The power rule is a fundamental technique in calculus used for differentiating functions that are powers of a variable. It tells us how to easily compute the derivative of functions like \( t^n \). For a function \( s(t) = 16t^2 \), the power rule states that \( \frac{d}{dt}[t^n] = nt^{n-1} \). This means, to find the derivative of \( t^2 \), you multiply by the exponent 2, and then decrease the exponent by one, giving you \( 2t^{1} = 2t \). For our distance function, multiplying by the coefficient 16 gives us the derivative \( 32t \). Using the power rule allows for swift differentiation, which is crucial for efficiently solving physics and calculus problems.

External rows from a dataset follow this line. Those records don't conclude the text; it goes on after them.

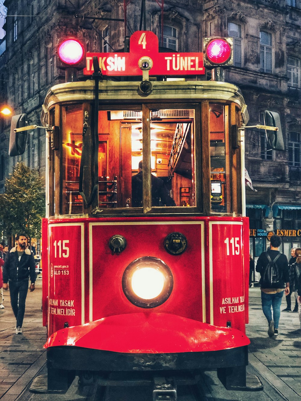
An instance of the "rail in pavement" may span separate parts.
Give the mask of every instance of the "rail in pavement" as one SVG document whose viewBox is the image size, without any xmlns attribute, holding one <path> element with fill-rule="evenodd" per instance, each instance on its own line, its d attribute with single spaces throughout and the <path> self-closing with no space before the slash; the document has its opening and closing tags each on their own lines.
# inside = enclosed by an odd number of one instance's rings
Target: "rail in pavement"
<svg viewBox="0 0 301 401">
<path fill-rule="evenodd" d="M 0 309 L 0 399 L 14 401 L 46 362 L 43 345 L 46 330 L 42 326 L 42 280 L 28 292 L 22 330 L 16 334 L 16 319 L 9 291 L 3 291 L 4 309 Z"/>
<path fill-rule="evenodd" d="M 2 310 L 4 312 L 0 310 L 1 401 L 21 400 L 22 395 L 20 395 L 27 391 L 29 383 L 45 362 L 43 346 L 46 339 L 46 329 L 42 326 L 41 282 L 38 279 L 36 290 L 28 295 L 22 335 L 14 334 L 15 320 L 10 308 L 9 294 L 4 292 L 5 309 Z M 277 338 L 270 338 L 267 323 L 261 309 L 260 294 L 259 288 L 250 289 L 250 323 L 247 326 L 247 334 L 251 344 L 247 371 L 260 377 L 264 386 L 264 391 L 255 393 L 227 391 L 218 379 L 216 372 L 205 372 L 202 376 L 201 383 L 204 400 L 300 399 L 301 330 L 298 314 L 281 312 L 279 334 Z M 293 296 L 292 300 L 293 305 Z M 285 307 L 283 298 L 281 309 Z M 33 401 L 41 399 L 39 395 L 32 396 Z M 67 393 L 62 399 L 73 399 L 68 397 Z"/>
</svg>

The distance function in our context describes how far the baseball falls over time. It is expressed as \( s(t) = 16t^2 \), where \( s \) is the distance in feet and \( t \) is the time in seconds. This specific form, \( at^2 \), relates to freely falling objects beginning at rest under the influence of gravity, where the coefficient typically reflects half of the gravitational acceleration, which is approximately 32 feet per second squared on Earth. Thus, the 16 in our equation highlights the gravitational effect halved, making it apt for scenarios like dropping objects to track their descent over time. Understanding this function is critical as it provides a foundation upon which we apply calculus techniques to gain deeper insights like differentiating to find velocity.

Velocity calculation involves determining how quickly something moves, considering direction. Calculus provides tools to find the instantaneous velocity of an object by taking the derivative of its distance function with respect to time. In our instance, the distance function is \( s(t) = 16t^2 \). By differentiating, we obtained \( v(t) = 32t \), which represents the velocity function. To find the instant velocity at a specific time, say \( t = 3 \), we substitute into the equation: \( v(3) = 32 \times 3 = 96 \) feet per second. This calculation is crucial, as it tells us the speed of the baseball at that very moment, helping us understand dynamic motion in real-time. So, the next time you watch a ball drop, remember this simple yet powerful calculation.